Звонит телефон.
Он подскакивает.
Я вскакиваю.
Ствол крутится и падает.
Он смотрит на меня, я на него.
Нагибается за стволом: пни его, пни!
Пнул его в спину и один раз в затылок.
Теперь крутанись, выберись из постели. Он хватает меня за ступню.
Отвали прочь, прочь! Но он налезает.
Тычок – он ухватывает меня за руку и не выпускает.
Стаскивает с кровати и рукой обвивает мне шею.
Сжал, сдавил. Я весь красный, малиновый, рдею, как жирный гусь; как только глаза не лопаются.
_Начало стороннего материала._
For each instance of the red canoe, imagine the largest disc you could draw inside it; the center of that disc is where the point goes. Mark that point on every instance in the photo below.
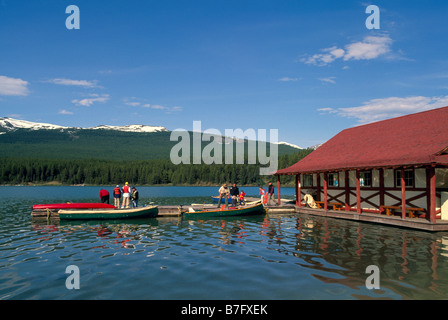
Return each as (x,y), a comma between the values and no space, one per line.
(57,206)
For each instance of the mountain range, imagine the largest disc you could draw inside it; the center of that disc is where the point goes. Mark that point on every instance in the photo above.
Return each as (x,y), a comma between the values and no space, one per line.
(26,139)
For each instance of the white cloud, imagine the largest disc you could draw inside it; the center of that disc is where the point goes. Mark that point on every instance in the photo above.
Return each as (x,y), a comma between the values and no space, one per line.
(380,109)
(164,108)
(328,80)
(13,86)
(87,102)
(70,82)
(370,48)
(63,111)
(133,104)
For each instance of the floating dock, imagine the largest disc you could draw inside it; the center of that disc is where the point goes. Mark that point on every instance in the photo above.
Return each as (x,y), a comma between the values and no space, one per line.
(382,219)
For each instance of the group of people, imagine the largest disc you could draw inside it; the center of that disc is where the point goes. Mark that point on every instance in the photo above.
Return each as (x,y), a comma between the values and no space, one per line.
(234,193)
(269,196)
(126,192)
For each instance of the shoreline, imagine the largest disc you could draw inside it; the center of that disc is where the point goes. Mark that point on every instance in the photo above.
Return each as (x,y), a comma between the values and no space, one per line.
(58,184)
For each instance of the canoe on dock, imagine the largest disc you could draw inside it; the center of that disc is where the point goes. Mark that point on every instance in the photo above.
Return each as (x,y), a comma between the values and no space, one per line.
(104,214)
(257,208)
(52,209)
(69,205)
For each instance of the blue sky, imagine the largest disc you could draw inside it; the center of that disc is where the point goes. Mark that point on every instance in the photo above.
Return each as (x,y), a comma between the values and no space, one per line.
(307,68)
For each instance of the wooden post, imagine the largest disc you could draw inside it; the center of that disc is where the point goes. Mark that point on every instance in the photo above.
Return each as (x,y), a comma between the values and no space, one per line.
(318,187)
(403,195)
(347,191)
(432,194)
(358,193)
(325,191)
(381,173)
(278,191)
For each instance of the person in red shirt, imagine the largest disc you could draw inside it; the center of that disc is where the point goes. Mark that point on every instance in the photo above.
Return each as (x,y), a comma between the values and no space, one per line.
(104,196)
(126,195)
(241,196)
(117,196)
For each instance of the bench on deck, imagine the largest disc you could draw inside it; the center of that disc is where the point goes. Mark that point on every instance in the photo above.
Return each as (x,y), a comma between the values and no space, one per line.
(336,205)
(390,210)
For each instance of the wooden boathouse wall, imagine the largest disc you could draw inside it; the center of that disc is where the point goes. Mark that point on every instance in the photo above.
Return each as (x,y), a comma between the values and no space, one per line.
(382,191)
(400,162)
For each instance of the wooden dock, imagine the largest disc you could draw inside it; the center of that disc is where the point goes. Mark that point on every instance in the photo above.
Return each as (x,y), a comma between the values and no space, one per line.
(288,206)
(395,221)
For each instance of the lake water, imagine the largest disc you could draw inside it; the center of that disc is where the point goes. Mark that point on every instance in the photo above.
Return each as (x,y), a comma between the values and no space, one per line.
(267,257)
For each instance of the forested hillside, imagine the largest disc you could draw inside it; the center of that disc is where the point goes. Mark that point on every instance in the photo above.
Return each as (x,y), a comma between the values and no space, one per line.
(106,158)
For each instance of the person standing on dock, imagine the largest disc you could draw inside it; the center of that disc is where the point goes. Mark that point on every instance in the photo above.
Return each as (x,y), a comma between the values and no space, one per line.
(224,193)
(234,192)
(117,196)
(104,196)
(126,195)
(270,194)
(134,197)
(262,192)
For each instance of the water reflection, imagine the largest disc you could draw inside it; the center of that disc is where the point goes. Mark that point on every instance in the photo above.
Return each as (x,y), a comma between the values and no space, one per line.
(336,253)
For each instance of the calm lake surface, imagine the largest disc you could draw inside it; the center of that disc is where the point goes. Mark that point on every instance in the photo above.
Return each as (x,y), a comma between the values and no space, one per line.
(269,257)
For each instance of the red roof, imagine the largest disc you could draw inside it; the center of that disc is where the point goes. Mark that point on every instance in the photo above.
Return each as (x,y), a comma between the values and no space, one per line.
(416,139)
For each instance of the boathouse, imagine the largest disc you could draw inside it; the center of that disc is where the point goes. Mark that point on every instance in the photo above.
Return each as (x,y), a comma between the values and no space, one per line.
(396,167)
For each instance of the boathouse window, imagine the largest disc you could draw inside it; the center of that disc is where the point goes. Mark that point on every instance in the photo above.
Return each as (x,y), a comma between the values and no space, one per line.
(365,178)
(408,178)
(307,180)
(333,179)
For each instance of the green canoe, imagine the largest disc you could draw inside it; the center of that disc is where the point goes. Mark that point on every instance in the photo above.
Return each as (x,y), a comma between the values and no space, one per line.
(230,212)
(102,214)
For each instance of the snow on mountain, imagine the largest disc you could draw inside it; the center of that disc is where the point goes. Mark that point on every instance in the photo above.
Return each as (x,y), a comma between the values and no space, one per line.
(289,144)
(132,128)
(12,124)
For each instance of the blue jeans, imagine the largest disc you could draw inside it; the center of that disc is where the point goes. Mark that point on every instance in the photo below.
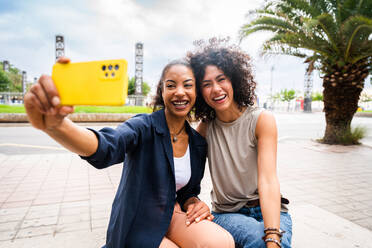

Кашель, надсадный кашель, чужая рука стискивает мне шею, норовит раздавить адамово яблоко; ему все равно, я не могу его ударить, не могу пнуть, только царапаю, царапаю, а он даже не пробует меня остановить, и я царапаю ему щеку, лицо, а он шлепает меня, как сучку, долбаную сучку, я кашляю, он взгромождается мне на грудь, я не могу дышать, не могу дышать, горло как в тисках, о Господи Боже, Господи Боже, он ухватывает меня за правую руку, как сучонку, глупую-глупую сучонку; не могу двинуться, голова пришпилена, горит, она горит, разрывается, полна мутной легкости, темнота, нет, мне надо ей сказать, сказать ей, что она уйдет, в тот самый день, когда мы только еще встретились; проклятая жизнь, мелькнула и нет, в любой момент; лучше расслабиться, сначала ноги, расслабить сначала ноги, чтоб, когда найдут, я хотя бы выглядел умиротворенно; какого черта, телефон звонит, я подпрыгиваю, и он подпрыгивает, но не на шею, слишком медленно, отводит рукой мою руку и шлепает по ней, шлепает рукой по моему лицу, тычок костяшками, я шлепаю, получается по-девчачьи, ну и ладно, он все равно ничего не говорит, пальцы у меня скользкие, его рука на моей шее, не душит, а пришпиливает, он ищет, ах, он ищет оружие, драть твою лети, он ведь ищет ствол, ствол, смотрит; я смотрю на лампу, гребаную тяжелую лампу, там еще гидеоновская Библия[186], листы бумаги с логотипом отеля, вскрыватель конвертов, он снова поворачивается ко мне, отводит руку, а в ней ствол…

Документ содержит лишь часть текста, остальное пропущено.